Exploiting Mangroves and Rushing Back Home

Above: Daun (Balochistan): the shell midden Daun-10 in the foreground between the rocky outcrops, and the Daun Bay in the background in January 2008 (photograph by P. Biagi)

Preliminary results from recent surveys along the little explored coast of Sindh and Balochistan, where the evidence of ancient human habitation along a one-time mangrove coast keeps growing.

Abstract
The research carried out between 2000 and 2014 along the northern coast of the Arabian Sea in Lower Sindh and Las Bela (Balochistan, Pakistan) has shown that the two regions started to be settled during the last two centuries of the 8th millennium BP. The sites consist of shell middens, shell scatters and fishermen villages, many of which were sampled for conventional and AMS radiocarbon dating from mangrove and marine shells. So far 95 sites have been AMS (GrA-) or conventionally (GrN-) radiocarbondated. This paper describes the results obtained from three well-defined macro areas (Lake Siranda, the coastline between Cape Gadani and the Hab River mouth, and the Indus Delta) where the aforementioned research methodology has been applied.
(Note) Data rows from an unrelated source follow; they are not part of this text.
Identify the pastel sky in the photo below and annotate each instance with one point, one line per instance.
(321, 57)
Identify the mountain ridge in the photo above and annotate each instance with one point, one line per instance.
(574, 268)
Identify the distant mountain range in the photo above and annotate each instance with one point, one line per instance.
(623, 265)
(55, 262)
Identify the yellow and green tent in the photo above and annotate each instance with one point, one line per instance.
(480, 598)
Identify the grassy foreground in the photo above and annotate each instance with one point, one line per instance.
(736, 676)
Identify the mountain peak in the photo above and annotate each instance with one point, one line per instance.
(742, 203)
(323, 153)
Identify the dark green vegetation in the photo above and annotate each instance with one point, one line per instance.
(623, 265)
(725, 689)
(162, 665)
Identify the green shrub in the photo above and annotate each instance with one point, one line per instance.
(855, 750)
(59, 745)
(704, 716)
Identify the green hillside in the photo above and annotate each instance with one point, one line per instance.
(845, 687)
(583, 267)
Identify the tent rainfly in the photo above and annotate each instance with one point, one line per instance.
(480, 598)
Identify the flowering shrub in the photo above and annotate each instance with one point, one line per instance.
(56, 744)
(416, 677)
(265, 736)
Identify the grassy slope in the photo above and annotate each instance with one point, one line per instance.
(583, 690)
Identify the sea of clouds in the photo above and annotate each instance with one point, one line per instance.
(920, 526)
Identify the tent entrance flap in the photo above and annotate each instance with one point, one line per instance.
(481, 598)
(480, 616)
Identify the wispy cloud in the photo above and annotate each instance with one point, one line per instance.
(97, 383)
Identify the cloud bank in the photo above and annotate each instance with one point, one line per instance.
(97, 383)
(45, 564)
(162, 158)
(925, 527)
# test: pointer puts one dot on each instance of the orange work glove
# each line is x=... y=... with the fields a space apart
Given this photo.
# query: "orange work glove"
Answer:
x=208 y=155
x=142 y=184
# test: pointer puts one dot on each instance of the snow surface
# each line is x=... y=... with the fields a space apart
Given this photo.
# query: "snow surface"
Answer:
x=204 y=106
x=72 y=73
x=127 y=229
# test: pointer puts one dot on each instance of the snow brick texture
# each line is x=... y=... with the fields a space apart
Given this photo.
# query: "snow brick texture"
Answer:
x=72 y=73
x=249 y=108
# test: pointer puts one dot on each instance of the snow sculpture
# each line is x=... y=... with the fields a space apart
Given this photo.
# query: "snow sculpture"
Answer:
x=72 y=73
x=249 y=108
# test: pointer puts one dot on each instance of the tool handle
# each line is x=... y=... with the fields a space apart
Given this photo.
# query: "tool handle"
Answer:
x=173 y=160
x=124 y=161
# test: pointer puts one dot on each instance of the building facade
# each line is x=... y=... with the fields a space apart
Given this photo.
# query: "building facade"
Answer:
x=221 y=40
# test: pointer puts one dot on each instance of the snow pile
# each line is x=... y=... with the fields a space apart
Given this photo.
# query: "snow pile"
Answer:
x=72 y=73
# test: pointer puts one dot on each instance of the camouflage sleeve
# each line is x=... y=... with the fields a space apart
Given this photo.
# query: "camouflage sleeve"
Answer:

The results contribute to the interpretation of the archaeology of the coastal area of Pakistan and the Arabian Sea, the definition of the sea-level variations since the mid-Atlantic period, the presence/absence and exploitation of ancient mangroves, the dynamic of the Indus Delta advance, and the chronology of the early navigation along the northern coast of the Indian Ocean.